Eyfp wpre hgh

Standard operating procedures for sterile surgery were employed. The AAV2.hSyn.ChR2(H134R)-eYFP.WPRE.hGH (#26973, Addgene USA) was diluted in PBS to a final concentration of 3.6 × 10⁹ vc/uL. Rats were anesthetized and maintained with isoflurane (5% for induction, 2.5% for maintenance), received saline (3 mL subcutaneously) for hydration, and Baytril antibiotic (5 mg/kg) and Xylocaine (7 mg/kg) local anesthetic applied around the surgical site. The rat was positioned on the stereotaxic frame, blood pressure monitored by pulse oximetry (MouseOx, STARR Life Sciences Corp, USA), and injection site body temperature maintained on a heating pad with rectal feedback probe (TC-1000 Temperature Controller, CWE Inc., USA).
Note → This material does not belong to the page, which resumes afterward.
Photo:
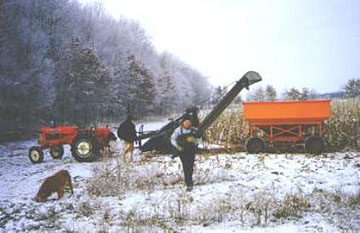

The head was shaved and skin prepared with antibacterial soap, isopropyl alcohol, and betadine iodine solution. A 3 cm midline incision was made from the eyes, then the skull was cleared of periosteal tissue. A burr hole was created (Micromotor drill, Stoelting Co., USA) at AP −4 mm, ML 2.5 mm, for viral injection using a Neurosyringe 1701 (#65460-05, HamiltonCompany, USA). One microlitre of the virus was administered at two cortical depths over 15minutes, at DV −1000 um and at DV −500 um, for a total of 7.2 × 10⁹ vc. The incision was cleaned and sutured with 4-0 Polysorb (Covidien #SL-5637), and the animal then placed in a pre-warmed recovery cage.